В театре Кирилл Афанасьевич был весел и даже шутил. Сидя в партере, он смотрел на сцену, и у него появилось двоякое чувство. Вокруг было тихо, мирно, играла прекрасная музыка, а четыре балерины с юным задором исполняли танец маленьких лебедей. Казалось, что войны не было, не было и фронта, люди не ходили в бой и не лилась кровь, а раненых санитары не везли на санях по снежным сугробам в лазарет.
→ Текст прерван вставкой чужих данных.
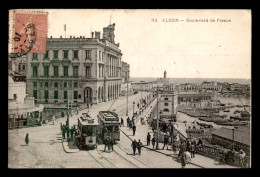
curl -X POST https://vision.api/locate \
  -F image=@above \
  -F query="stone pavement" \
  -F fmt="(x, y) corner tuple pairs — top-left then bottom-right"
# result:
(120, 118), (235, 168)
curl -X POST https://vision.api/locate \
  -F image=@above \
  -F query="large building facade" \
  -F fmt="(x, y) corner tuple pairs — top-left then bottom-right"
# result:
(26, 24), (122, 104)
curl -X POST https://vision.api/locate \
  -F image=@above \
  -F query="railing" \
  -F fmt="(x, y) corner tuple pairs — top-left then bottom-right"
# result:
(8, 120), (25, 129)
(196, 145), (250, 167)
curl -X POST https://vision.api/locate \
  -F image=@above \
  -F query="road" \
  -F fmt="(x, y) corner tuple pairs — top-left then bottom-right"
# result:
(8, 92), (197, 168)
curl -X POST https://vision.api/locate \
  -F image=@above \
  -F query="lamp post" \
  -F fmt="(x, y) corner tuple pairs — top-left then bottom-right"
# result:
(232, 127), (237, 150)
(126, 79), (128, 116)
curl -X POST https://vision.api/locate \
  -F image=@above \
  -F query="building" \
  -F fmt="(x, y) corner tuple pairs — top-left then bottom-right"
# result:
(200, 81), (222, 91)
(26, 24), (123, 106)
(122, 61), (130, 82)
(211, 126), (250, 155)
(8, 76), (44, 128)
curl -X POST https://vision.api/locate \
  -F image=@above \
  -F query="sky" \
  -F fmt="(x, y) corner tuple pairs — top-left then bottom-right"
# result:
(45, 9), (251, 79)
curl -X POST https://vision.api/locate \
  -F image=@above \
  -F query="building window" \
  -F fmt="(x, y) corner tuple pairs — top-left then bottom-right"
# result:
(64, 91), (68, 100)
(44, 66), (49, 77)
(33, 66), (38, 76)
(74, 91), (78, 99)
(74, 82), (78, 88)
(86, 50), (91, 59)
(33, 90), (37, 99)
(163, 108), (170, 112)
(44, 50), (49, 58)
(73, 50), (79, 58)
(54, 66), (59, 76)
(63, 66), (69, 76)
(54, 82), (58, 88)
(53, 50), (59, 59)
(44, 90), (49, 99)
(33, 53), (38, 59)
(63, 50), (69, 59)
(73, 66), (78, 77)
(54, 90), (59, 99)
(86, 66), (91, 77)
(33, 82), (37, 88)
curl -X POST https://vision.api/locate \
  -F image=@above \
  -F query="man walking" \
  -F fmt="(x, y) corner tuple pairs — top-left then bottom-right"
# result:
(152, 136), (155, 149)
(133, 125), (136, 136)
(163, 133), (169, 150)
(126, 117), (130, 127)
(137, 139), (143, 156)
(131, 139), (137, 155)
(25, 133), (29, 146)
(120, 117), (124, 127)
(146, 132), (151, 146)
(104, 136), (109, 152)
(190, 143), (195, 158)
(109, 137), (114, 151)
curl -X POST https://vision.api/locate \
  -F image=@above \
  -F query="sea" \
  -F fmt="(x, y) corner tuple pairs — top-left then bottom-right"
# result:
(130, 77), (251, 84)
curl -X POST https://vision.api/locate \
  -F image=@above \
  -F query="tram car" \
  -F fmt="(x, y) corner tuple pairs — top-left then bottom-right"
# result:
(77, 113), (99, 150)
(97, 111), (120, 142)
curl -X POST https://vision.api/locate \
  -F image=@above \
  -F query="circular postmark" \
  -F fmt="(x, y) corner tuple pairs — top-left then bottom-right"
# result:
(9, 18), (36, 58)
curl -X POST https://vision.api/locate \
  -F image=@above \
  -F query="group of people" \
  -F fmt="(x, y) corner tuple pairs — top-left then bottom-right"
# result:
(126, 116), (136, 136)
(60, 122), (77, 140)
(131, 139), (143, 156)
(104, 136), (114, 152)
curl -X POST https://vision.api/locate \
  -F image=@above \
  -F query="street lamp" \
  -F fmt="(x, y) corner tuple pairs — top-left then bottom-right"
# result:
(133, 102), (135, 116)
(232, 126), (237, 150)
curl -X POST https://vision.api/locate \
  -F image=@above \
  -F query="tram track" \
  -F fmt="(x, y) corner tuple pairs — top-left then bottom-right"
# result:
(116, 144), (151, 168)
(87, 151), (105, 168)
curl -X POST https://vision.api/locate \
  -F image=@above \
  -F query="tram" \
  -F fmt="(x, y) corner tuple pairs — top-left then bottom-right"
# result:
(77, 113), (99, 150)
(97, 111), (120, 142)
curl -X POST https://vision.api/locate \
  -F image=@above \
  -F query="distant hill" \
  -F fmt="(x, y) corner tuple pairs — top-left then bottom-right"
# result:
(130, 77), (251, 84)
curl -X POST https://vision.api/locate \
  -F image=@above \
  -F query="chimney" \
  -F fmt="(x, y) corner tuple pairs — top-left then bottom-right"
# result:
(95, 31), (100, 39)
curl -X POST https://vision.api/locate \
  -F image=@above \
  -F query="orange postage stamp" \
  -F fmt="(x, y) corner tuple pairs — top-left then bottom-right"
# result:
(12, 12), (48, 57)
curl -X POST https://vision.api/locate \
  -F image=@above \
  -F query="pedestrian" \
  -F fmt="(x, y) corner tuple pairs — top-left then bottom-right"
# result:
(109, 137), (114, 151)
(120, 117), (124, 127)
(137, 139), (143, 156)
(104, 136), (109, 152)
(52, 115), (55, 125)
(181, 153), (186, 168)
(163, 133), (169, 150)
(190, 143), (195, 158)
(126, 117), (130, 127)
(131, 139), (137, 155)
(198, 137), (202, 147)
(133, 125), (136, 136)
(146, 132), (151, 146)
(25, 133), (29, 146)
(129, 120), (133, 130)
(152, 137), (155, 149)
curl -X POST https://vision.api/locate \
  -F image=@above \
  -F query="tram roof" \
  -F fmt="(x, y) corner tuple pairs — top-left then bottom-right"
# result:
(78, 113), (99, 125)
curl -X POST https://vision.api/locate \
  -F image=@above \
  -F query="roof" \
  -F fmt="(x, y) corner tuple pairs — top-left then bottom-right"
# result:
(211, 127), (250, 146)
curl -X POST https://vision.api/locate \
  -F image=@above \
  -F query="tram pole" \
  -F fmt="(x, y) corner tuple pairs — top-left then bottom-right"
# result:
(156, 86), (159, 149)
(126, 79), (128, 116)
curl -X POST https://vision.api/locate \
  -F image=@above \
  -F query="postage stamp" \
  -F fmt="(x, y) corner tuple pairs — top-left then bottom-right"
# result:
(11, 12), (48, 58)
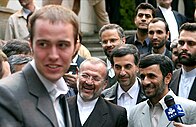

Но едва кончился спектакль и он оказался с женой на улице, война буквально дохнула ему в лицо, мысленно он увидел себя на КП фронта, потом на главном рубеже, где наши войска смяли вражескую оборону и с боями продвигались вперёд...
– Ты о чём задумался?
– спросила Дуня, заглядывая ему в глаза.
Он шёл крупным армейским шагом, и она едва поспевала за ним.
– Всё гадаю, куда меня пошлют, когда расформируют мой фронт, - грустно усмехнулся Мерецков.
Дома он признался, что не хотел бы ехать куда-нибудь далеко, а повоевал бы на берлинском направлении.
– Не горюй, Кирюша!
– В голосе жены было столько теплоты, что у него дрогнуло сердце. Он привлёк её к себе и поцеловал.
– У меня такое чувство, что пошлют на Дальний Восток сражаться с японцами.